Alexei Efros ICLR 2021 - Invited Talk - Self-Supervision for Learning from the Bottom Up
1.-Self-supervised learning is exciting because it allows getting away from semantic categories, fixed datasets, and fixed objectives.

2.-Labels are expensive, but big companies can solve clearly defined tasks by hiring enough people to provide labels.

3.-Self-supervision enables moving from semantic categories based on shared properties to bottom-up associations and similarities between instances.

4.-Humans categorize based on bottom-up associations and prototypes (Rosch), not based on shared properties defining category membership (classical view).

5.-Early work tried to operationalize bottom-up visual categories by learning distances to separate similar and dissimilar instances.
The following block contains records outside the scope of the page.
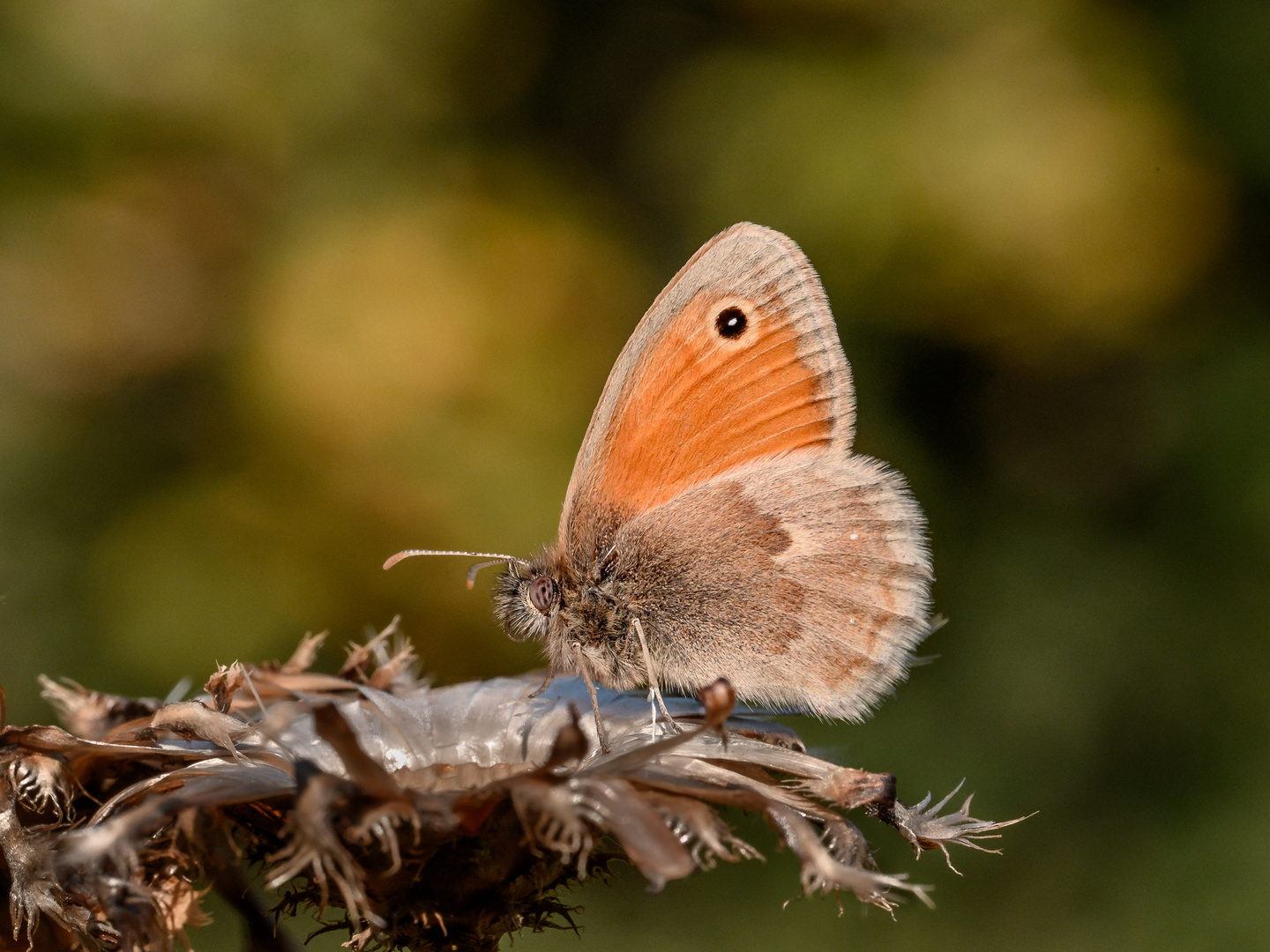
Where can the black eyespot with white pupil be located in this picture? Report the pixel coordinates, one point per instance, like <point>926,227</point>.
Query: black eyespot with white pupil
<point>542,593</point>
<point>730,323</point>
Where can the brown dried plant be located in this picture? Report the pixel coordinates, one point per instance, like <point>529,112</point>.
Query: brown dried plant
<point>407,815</point>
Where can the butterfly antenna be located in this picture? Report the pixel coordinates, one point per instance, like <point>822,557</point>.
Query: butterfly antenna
<point>492,559</point>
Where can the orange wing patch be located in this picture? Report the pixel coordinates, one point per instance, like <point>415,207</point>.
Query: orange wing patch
<point>703,404</point>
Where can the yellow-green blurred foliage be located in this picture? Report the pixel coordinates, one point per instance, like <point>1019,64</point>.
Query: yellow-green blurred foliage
<point>286,287</point>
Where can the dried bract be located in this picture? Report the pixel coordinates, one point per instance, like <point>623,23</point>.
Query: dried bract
<point>409,815</point>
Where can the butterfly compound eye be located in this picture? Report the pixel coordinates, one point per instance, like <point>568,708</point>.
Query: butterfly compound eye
<point>542,593</point>
<point>730,323</point>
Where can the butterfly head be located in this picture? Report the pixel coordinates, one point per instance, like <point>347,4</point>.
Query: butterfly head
<point>527,598</point>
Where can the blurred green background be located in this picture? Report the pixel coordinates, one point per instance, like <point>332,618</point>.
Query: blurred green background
<point>286,287</point>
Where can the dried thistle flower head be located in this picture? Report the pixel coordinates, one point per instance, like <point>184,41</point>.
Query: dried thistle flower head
<point>406,814</point>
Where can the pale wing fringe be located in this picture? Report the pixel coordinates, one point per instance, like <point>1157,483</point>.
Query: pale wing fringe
<point>344,790</point>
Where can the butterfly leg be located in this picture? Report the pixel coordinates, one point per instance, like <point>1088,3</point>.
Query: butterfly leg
<point>654,693</point>
<point>594,700</point>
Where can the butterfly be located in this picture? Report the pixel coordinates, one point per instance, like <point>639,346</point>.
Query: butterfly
<point>718,524</point>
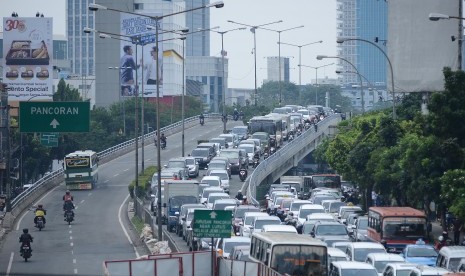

6.-Ensemble of "one against all" classifiers performed as well as category-based classifier.

7.-SimCLR uses image augmentations to create a "pseudo-class" of an instance's variations, contrasted against other instances.

8.-Choice of data augmentations is a form of human supervision that has a big effect on self-supervised learning performance.

9.-Video can provide automatic data augmentation through temporal correspondences across frames, similar to how infants learn.

10.-Contrastive random walk learns features by walking through video frames, using cycle consistency to get back to starting patch.

11.-Dense contrastive random walks on patches centered at each pixel is a promising direction related to optical flow.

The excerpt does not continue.